Bewilligungspflicht hat Folgen für Critical Mass
Davor hatten jeweils Tausende von Velofahrenden an den Critical-Mass-Ausfahrten teilgenommen, was wiederholt zu längeren Staus und Ärger bei Autofahrenden und den Parteien FDP und SVP führte.
Die Stadt hatte die Critical Mass lange nicht als bewilligungspflichtige Kundgebung eingestuft, musste ihre Haltung jedoch nach dem Statthalter-Entscheid ändern. Seit Juli 2023 gilt für die Critical Mass eine Bewilligungspflicht. An unbewilligten Ausfahrten drohen seither Wegweisungen und Bussen, was die Teilnehmerzahl markant zurückgehen liess.
Dagegen wehren sich die Organisatoren der Velodemo vom Freitag. «Velofahren ist kein Verbrechen – die Critical Mass Züri muss wieder frei rollen», fordern sie. Die «willkürliche Kriminalisierung von Menschen auf dem Velo» müsse gestoppt werden, eine «rückwärts gerichtete, velofeindliche Repression» sei eines modernen Zürichs nicht würdig, eine Velostadt brauche eine lebendige Velokultur.
Flächenbewilligung wurde abgelehnt
An der Velodemo mit dabei ist auch SP-Kantonsrat Nicola Siegrist. Der Juso-Schweiz-Präsident hatte das Gesuch für die Demonstration eingereicht. Er habe eine Velodemo ohne vordefinierte Route beantragt, sagte er auf Anfrage. Leider habe die Stadt diesem Begehren nach einer sogenannten Flächenbewilligung eine Absage erteilt.
Mit der Velodemo möchte Siegrist «ein starkes Zeichen an die Stadtregierung, die kantonalen Behörden und die FDP senden», sagt er. «Die Velofahrerinnen und -fahrer in Zürich wollen eine Critical Mass und möchten nicht, dass die Stadtpolizei diese im Keim erstickt.» Dahinter stehe die einfache Forderung, dass Velofahren in Zürich endlich sicherer und attraktiver wird.
«Heuchlerische Doppelmoral» im Jahr der Rad-WM
Auch Lukas Bühler von den «Velo Mänsche Züri» gehört zu den Organisatoren der bewilligten Velodemo. Velofahrende würden während der Critical Mass von der Polizei «durch die Stadt gejagt und eingekesselt», sagt er. Velos würden mit teils fadenscheinigen Argumenten für Monate konfisziert. Das sei unwürdig für Zürich und eine «heuchlerische Doppelmoral» gerade in einem Jahr, in dem die Weltelite der Fahrradfahrerinnen und -fahrer für die Weltmeisterschaft empfangen werde und dafür viele Hauptverkehrsachsen tagelang gesperrt seien.

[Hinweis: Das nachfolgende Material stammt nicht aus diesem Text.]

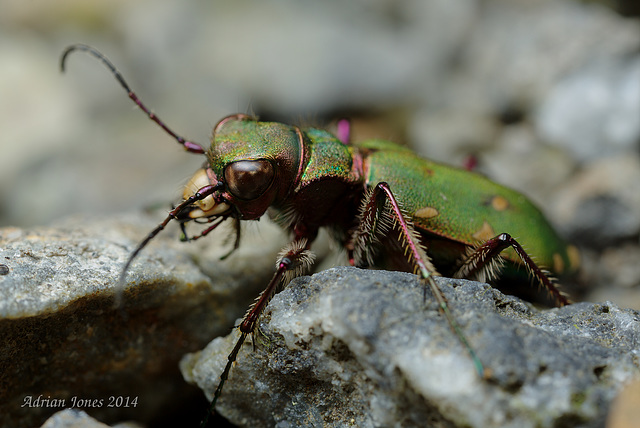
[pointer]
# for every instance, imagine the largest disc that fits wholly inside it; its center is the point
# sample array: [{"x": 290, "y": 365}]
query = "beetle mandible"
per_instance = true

Für Matthias Probst, Gemeinderat der Grünen, haben die Stadtzürcher «mehr verdient als Tag für Tag im Autochaos zu ersticken». Es brauche mindestens einmal im Monat Luft und Platz für jene Verkehrsteilnehmenden ein, «die Teil der Lösung und nicht Teil des Problems» seien.
Korrektur vom 23.3., 18 Uhr: In einer früheren Version dieses Artikels war im Zusammenhang mit der Critical Mass von einem Gerichtsentscheid die Rede. Es ging allerdings um einen Entscheid des Statthalters.